The huggingface-cli command-line tool provides efficient model management: huggingface-cli model-info meta-llama/Llama-2-7b-hf prints full metadata including architecture, training data, quantization status, and license; huggingface-cli download meta-llama/Llama-2-7b-hf --include "*.md" downloads just the model card and README for quick review. Model cards (standardized markdown files in each repo) document intended use, training procedures, known limitations, and benchmark results — required reading before deployment. Well-maintained models include PyTorch and SafeTensors versions, detailed README with code examples, and community discussions; poor-quality repos lack these signals. The Hub CLI enables headless bulk operations: for model in $(huggingface-cli list-models --filter text-generation); do huggingface-cli scan-model $model; done automates compliance scanning across a model set. Integration with Git LFS (Large File Storage) enables efficient versioning: a model repo with 40 versions (fine-tunes, patches) uses <1GB local storage with sparse checkout; git clone --depth 1 --filter=blob:none --sparse followed by git sparse-checkout set . downloads only the latest revision, essential for CI/CD pipelines.

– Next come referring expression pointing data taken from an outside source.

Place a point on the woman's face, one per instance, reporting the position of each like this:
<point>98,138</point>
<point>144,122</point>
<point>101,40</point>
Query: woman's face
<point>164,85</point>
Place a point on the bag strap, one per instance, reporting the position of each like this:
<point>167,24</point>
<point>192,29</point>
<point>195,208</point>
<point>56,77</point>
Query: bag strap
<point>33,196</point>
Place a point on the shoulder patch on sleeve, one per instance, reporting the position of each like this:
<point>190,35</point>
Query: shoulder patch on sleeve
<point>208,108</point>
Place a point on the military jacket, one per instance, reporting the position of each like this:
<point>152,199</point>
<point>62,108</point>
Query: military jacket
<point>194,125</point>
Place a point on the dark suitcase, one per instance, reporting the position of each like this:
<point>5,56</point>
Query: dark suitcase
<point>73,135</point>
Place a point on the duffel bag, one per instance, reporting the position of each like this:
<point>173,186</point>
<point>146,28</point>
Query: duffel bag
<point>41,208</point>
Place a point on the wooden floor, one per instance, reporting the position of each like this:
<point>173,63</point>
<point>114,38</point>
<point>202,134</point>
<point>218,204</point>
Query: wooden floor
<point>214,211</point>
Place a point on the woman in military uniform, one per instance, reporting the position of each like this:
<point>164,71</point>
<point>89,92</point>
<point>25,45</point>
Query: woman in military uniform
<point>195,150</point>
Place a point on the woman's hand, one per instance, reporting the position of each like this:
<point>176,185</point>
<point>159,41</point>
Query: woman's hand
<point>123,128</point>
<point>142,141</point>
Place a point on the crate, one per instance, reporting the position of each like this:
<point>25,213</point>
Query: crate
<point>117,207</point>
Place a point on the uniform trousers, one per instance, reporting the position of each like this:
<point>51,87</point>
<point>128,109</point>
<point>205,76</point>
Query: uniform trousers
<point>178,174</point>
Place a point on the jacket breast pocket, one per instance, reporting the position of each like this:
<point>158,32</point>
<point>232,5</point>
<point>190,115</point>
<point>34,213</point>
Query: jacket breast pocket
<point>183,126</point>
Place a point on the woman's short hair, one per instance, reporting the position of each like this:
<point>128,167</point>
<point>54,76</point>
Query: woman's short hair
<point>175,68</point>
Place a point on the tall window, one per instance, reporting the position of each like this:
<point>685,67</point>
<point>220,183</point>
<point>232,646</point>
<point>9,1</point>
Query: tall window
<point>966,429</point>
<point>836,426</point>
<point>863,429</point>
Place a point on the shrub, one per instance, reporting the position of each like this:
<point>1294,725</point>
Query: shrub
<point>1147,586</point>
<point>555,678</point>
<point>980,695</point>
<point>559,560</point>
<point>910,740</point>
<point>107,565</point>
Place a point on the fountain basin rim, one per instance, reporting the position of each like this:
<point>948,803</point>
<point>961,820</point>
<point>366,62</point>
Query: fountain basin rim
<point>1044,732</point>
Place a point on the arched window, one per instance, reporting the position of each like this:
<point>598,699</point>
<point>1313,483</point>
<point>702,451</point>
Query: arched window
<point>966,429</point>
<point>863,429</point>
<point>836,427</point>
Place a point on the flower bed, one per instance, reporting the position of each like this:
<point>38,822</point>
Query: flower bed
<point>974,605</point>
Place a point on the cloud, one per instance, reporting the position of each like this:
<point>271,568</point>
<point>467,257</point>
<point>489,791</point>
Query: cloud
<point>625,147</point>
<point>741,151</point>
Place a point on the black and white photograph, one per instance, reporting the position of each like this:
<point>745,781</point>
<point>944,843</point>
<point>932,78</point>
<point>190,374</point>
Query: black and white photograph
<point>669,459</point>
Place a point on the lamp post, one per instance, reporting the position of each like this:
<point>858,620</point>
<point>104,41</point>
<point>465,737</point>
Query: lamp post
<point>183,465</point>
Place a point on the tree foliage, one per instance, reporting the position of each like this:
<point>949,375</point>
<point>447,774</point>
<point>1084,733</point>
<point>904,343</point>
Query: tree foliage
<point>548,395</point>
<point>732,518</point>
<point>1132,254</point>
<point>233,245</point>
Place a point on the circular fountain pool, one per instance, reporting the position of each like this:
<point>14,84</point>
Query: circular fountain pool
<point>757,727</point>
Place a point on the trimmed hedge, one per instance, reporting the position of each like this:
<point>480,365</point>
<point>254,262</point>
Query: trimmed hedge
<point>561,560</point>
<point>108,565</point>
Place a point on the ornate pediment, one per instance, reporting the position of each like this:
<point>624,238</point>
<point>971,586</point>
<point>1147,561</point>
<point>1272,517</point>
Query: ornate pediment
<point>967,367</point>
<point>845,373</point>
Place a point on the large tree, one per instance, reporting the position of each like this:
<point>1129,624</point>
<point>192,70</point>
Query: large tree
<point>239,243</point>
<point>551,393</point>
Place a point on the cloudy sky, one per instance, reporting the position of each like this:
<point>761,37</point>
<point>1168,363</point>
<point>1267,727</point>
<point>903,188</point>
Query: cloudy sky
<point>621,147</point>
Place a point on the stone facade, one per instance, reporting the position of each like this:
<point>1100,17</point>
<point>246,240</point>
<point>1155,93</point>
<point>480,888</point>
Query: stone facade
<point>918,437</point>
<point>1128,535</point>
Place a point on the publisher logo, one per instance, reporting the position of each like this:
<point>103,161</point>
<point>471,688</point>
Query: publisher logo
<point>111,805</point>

Caching Strategies, Local Storage, and Offline Workflows

Hugging Face models are cached in ~/.cache/huggingface/hub by default; setting HF_HOME=/mnt/fast_ssd redirects cache to faster storage during iterative development. For production inference, copying the entire model to local storage eliminates network latency: python -c "from transformers import AutoModel; AutoModel.from_pretrained('meta-llama/Llama-2-7b', cache_dir='/model_cache')" pre-populates the cache, avoiding lazy loading on first inference request. Offline mode (export HF_DATASETS_OFFLINE=1; HF_HUB_OFFLINE=1) uses only cached models, critical for air-gapped deployments; missing models raise informative errors instead of attempting network access. For teams, configuring huggingface_hub.HfApi(token="hf_xxx", endpoint="https://hub-internal.company.com") uses private Hub instances (Hugging Face Enterprise) for access control and audit logging. Cache statistics are queryable: python -c "from huggingface_hub import scan_cache_dir; info = scan_cache_dir(); print(f'Total cache: {info.total_size_human}')" shows cache size and unused models; periodic pruning (remove revisions not accessed in 30 days) conserves disk space in shared cluster environments where dozens of models are cached.